Die Abwesenheit von Außenminister Sergej Lawrow bei einer hochrangigen Sitzung des russischen Sicherheitsrates am Mittwoch hat in Moskau Unruhe und Spekulationen ausgelöst. Die Sitzung, bei der Präsident Wladimir Putin öffentlich neue nukleare Waffentests in Betracht zog, fand ohne Lawrow statt – obwohl dieser als ständiges Mitglied des Sicherheitsrats gilt.
Der Kreml bemühte sich schnell um Schadensbegrenzung: Regierungssprecher Dmitri Peskow erklärte, Berichte über eine mögliche Entmachtung Lawrows seien „völlig haltlos“. Auch Außenamtssprecherin Maria Sacharowa bestätigte, Lawrow bleibe im Amt – seine Abwesenheit sei „nicht ungewöhnlich“.
Besonders brisant: Kurz zuvor war bekannt geworden, dass nicht Lawrow, sondern ein rangniedrigerer Beamter – Maxim Oreschkin, stellvertretender Stabschef im Präsidentenbüro – die russische Delegation beim kommenden G20-Gipfel in Johannesburg leiten soll. Beobachter sehen darin einen möglichen Hinweis auf interne Machtverschiebungen oder zumindest auf ein zeitweiliges Abrücken Putins von seinem langjährigen Chefdiplomaten.
Die Spekulationen werden durch den jüngsten diplomatischen Rückschlag im Verhältnis zu den USA befeuert: Ein geplanter Gipfel zwischen Putin und US-Präsident Donald Trump in Budapest scheiterte überraschend – offenbar auch nach einem ergebnislosen Telefonat zwischen Lawrow und US-Außenminister Marco Rubio. In der Folge verhängte die US-Regierung neue Sanktionen gegen Moskau.
Lawrow, der seit über zwei Jahrzehnten das Gesicht der russischen Außenpolitik prägt und zuvor UN-Botschafter war, hat Putin durch alle geopolitischen Krisen hinweg loyal begleitet – von Georgien 2008 über die Annexion der Krim bis zum Krieg in der Ukraine. Bekannt ist er für seinen provokanten und konfrontativen Stil, den er zuletzt bei einem Treffen mit Trump in Alaska demonstrierte – mit einem Pullover mit der Aufschrift „CCCP“.
Trotz allem gilt: In Putins Russland zählen Loyalität und Stabilität mehr als personelle Transparenz. Frühere Kabinettsumbauten – wie beim Verteidigungsminister Sergej Schoigu – wurden oft eher als taktische Umstellungen denn als echte Absetzungen interpretiert.

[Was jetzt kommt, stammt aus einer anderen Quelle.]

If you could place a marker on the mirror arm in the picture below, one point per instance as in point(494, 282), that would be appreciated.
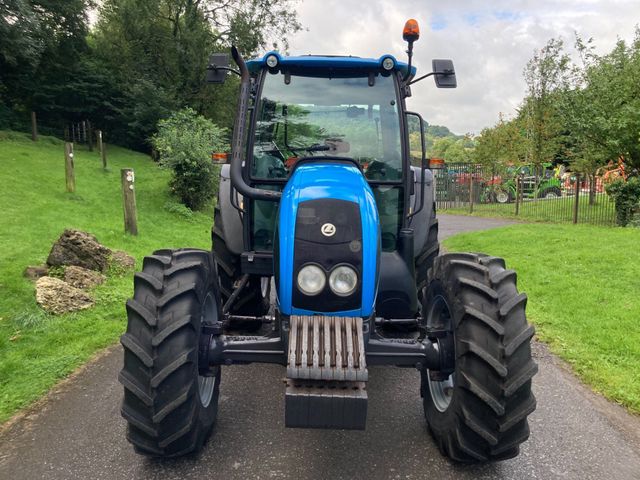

Ob Lawrows Abwesenheit also nur ein kurzes Aussetzen war oder der Beginn eines schrittweisen Rückzugs – darüber wird in Moskau nun spekuliert. Bisher gibt es keine offizielle Erklärung, die über Allgemeinplätze hinausgeht.
Fazit: Lawrows Nichterscheinen bei einem sicherheitspolitisch brisanten Treffen sorgt für Nervosität – nicht nur wegen seiner Symbolkraft, sondern auch angesichts der angespannten geopolitischen Lage und internen Risse im Kreml.